Author: DAVID P JOHNSON MB ChB FRCS FRCS. MD
Consultant Orthopaedic Surgeon

 

Osteoarthritis of the Fingers
Osteoarthritis can affect joints in any part of the body, including the fingers. Finger osteoarthritis is a common condition among postmenopausal women.

Finger anatomy is complex. The bones in the palm of the hand are called metacarpal bones – one metacarpal connects to each finger and thumb. Each finger is made of small bone shafts, called phalanges. The three phalanges in each finger are separated by two joints, called interphalangeal or IP joints. The one closest to the MCP is called the proximal interphalangeal or PIPjoint. The joint near the end of the finger is called the distal interphalangel or DIP joint. The joints of the fingers work as hinge joints with the joints supported by the lateral collateral ligaments and moved by the finger flexor or extensor tendons.

We take our fingers and hands for granted. During a typical day, notice how much activity depends on hand motion. Recognize The movement of the hands and fingers is complex and an intricate complex arrangement of bones, ligaments muscles and tendons. However the hand would be useless without the tough but flexible protective skin covering. This differs widely from the dorsum of the fingers to the tough skin of the palms and finger tips. However the movement is controlled by the sensitivity of the skin, the appreciation of joint position sense, the eyes are used to guide the purposeful movement and the control of the brain is used to co-ordinate the musculature to smoothly move the hand and fingers into the desired position. This becomes very difficult for people with finger osteoarhritis and stiffness. Each movement may become complex, difficult, painful and weak for a whole variety of reasons. This can make even simple daily activities difficult for a person with osteoarthritis, or indeed any other hand problems such as rheumatoid arthritis, stiffness, paralysis or deformity.

Cause of Finger Osteoarthritis
Osteoarthritis is a degenerative joint disease or a simple wear and tear of the joint.
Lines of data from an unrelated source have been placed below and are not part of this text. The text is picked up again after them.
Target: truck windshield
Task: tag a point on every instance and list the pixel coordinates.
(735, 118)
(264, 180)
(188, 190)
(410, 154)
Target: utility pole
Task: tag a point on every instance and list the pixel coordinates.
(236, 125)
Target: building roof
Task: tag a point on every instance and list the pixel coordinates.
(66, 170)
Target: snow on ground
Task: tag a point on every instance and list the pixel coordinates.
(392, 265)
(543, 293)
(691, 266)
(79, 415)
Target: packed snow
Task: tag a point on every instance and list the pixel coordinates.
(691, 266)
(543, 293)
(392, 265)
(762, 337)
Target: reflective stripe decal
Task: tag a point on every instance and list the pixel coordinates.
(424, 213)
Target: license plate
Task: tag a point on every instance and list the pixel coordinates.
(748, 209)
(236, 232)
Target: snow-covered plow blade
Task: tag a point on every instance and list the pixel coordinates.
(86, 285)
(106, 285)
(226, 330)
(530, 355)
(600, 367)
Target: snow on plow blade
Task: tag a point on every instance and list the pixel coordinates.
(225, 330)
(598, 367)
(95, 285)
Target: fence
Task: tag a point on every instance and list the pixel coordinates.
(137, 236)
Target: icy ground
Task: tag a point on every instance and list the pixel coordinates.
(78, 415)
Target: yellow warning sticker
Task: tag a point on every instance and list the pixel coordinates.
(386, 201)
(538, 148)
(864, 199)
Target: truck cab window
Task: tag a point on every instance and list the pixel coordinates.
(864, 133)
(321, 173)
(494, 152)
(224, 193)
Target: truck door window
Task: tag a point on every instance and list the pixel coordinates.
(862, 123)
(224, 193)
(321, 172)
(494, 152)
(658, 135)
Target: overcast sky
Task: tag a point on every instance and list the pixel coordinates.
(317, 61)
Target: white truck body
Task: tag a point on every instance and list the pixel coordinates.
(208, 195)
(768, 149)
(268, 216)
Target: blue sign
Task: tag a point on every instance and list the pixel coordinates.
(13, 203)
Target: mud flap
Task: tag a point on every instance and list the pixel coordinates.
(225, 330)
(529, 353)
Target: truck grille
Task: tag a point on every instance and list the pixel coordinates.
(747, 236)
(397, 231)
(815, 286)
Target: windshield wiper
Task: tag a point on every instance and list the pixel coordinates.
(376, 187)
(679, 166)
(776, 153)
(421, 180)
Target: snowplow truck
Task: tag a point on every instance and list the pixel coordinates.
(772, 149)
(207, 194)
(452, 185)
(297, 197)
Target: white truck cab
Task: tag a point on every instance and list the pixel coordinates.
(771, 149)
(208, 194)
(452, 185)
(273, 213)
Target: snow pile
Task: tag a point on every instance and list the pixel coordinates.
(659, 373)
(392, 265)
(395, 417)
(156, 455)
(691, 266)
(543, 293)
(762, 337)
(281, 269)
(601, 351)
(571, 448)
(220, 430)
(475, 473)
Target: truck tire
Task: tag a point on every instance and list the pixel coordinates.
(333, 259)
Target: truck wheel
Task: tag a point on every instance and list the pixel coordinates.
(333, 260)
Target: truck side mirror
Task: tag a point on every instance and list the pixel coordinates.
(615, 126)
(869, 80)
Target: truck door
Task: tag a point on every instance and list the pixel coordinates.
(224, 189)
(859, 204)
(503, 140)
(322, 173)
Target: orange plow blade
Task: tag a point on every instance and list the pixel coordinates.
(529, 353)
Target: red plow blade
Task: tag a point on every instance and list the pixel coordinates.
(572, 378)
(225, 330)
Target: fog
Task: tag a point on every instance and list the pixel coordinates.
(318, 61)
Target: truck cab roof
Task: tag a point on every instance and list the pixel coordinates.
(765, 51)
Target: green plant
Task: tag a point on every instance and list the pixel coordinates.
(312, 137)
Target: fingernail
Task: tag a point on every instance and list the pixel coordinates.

With this type of arthritis, the covering of the bone end or articular cartilage becomes worn and deficient. Injury to a joint (sprain or fracture) can cause damage to cartilage. Even if injury does not directly cause cartilage damage, it can affect how the joint works. Joints can be misaligned after they heal from an injury. Such abnormalities can stress the joint, which can later damage cartilage.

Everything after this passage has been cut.